# Hi!!



## KittenLover (Jan 2, 2004)

Hi everybody!! I just joined this forum today, however I have been a part of this before, but couldn't remember my name. I was not too active, but I will be this time!! I have a Persian named Gizmo and he is 4 years old. I am a freshman in college at the University of North Alabama majoring in Accounting. I am in the dorms, so I can't take my Gizzie with me.  However, I am getting an apartment this summer so I can take him with me then! Anywho, I'm looking forward to reading stories and sharing stories too. Sometime soon I will have pictures up of my baby!


----------



## Ioana (Jul 12, 2003)

Hello and welcome back! I am glad you returned even though you couldn't remember the original id.
I hope you will be able to post pitures of Gizmo soon !
ps best of luck with your studies


----------



## Jeanie (Jun 18, 2003)

Hi, Kittenlover!
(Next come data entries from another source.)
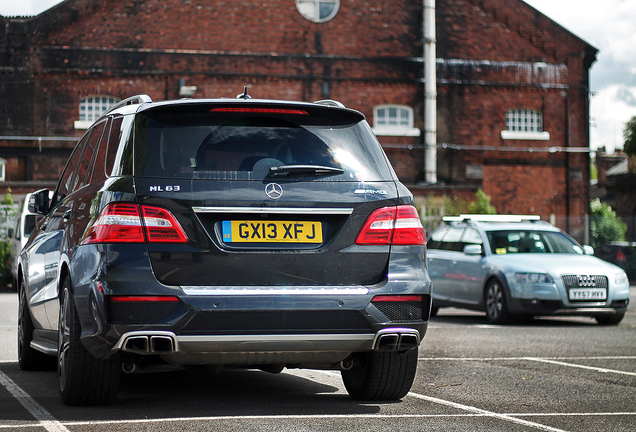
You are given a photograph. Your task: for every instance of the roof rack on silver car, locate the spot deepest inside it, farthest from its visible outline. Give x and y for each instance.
(138, 99)
(491, 218)
(330, 102)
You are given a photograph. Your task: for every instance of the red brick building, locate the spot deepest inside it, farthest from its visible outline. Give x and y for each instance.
(512, 85)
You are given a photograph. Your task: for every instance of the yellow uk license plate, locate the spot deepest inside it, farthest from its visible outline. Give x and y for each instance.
(250, 231)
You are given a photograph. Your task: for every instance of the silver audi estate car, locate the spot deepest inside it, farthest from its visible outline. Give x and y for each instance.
(520, 267)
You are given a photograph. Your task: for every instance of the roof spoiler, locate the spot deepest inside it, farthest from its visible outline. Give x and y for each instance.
(491, 218)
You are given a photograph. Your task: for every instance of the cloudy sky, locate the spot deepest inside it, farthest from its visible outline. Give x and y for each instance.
(607, 25)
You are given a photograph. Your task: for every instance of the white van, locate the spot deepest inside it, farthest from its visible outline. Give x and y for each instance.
(18, 236)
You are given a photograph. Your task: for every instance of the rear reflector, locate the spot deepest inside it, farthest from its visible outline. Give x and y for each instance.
(393, 225)
(123, 223)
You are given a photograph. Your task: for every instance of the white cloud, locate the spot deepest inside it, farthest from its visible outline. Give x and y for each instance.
(609, 26)
(610, 109)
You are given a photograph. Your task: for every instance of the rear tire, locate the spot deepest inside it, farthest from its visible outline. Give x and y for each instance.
(82, 378)
(381, 376)
(495, 300)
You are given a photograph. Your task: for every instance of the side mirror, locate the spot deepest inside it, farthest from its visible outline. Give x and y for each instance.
(39, 202)
(472, 249)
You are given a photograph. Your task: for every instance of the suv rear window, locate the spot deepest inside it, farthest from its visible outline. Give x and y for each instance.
(204, 141)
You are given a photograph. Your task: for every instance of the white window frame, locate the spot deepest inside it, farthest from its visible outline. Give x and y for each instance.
(92, 107)
(310, 9)
(401, 124)
(524, 124)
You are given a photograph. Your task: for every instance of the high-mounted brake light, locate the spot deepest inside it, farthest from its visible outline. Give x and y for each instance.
(393, 225)
(397, 298)
(128, 299)
(123, 223)
(260, 110)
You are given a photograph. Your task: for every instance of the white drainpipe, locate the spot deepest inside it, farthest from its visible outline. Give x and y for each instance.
(430, 93)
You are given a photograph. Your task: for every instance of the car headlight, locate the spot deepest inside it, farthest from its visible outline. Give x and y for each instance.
(620, 278)
(533, 278)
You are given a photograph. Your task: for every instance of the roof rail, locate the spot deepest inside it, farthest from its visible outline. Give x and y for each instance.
(138, 99)
(330, 102)
(491, 218)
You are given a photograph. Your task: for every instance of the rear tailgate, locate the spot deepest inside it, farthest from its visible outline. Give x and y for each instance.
(250, 242)
(268, 194)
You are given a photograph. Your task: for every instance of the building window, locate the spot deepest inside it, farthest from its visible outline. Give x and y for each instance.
(91, 108)
(524, 123)
(394, 120)
(318, 10)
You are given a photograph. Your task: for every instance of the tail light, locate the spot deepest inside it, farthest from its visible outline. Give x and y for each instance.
(393, 226)
(124, 223)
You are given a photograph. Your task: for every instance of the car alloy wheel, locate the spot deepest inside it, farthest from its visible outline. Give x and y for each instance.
(496, 308)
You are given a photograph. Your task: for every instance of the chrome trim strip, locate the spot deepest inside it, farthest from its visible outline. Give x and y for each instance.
(243, 291)
(274, 210)
(277, 338)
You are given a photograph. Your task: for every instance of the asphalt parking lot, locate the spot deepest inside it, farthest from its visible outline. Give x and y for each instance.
(555, 374)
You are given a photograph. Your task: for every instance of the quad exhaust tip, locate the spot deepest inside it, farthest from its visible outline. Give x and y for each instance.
(149, 344)
(396, 339)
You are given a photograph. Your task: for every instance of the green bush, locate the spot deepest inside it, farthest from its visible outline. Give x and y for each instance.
(629, 133)
(481, 205)
(8, 212)
(605, 225)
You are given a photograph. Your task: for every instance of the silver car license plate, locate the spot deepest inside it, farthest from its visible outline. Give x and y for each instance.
(588, 294)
Welcome back. Make sure you post often and let us see some pictures too, please. Enjoy the forum.


----------



## kitkat (Sep 22, 2003)

Welcome back to the forum! I am taking accounting classes now and boy do I hate it hehe.... anyways can't wait to see some pics of your Gizmo! :wink:


----------



## stormy (Dec 7, 2003)

welcome kittenlover!!!!
i have a shaded silver persian, what color is yours?

@@@


----------



## KittenLover (Jan 2, 2004)

*cat color*

Gizmo is a "blue" persian. Although he is "blue" he is gray and has copper eyes.


----------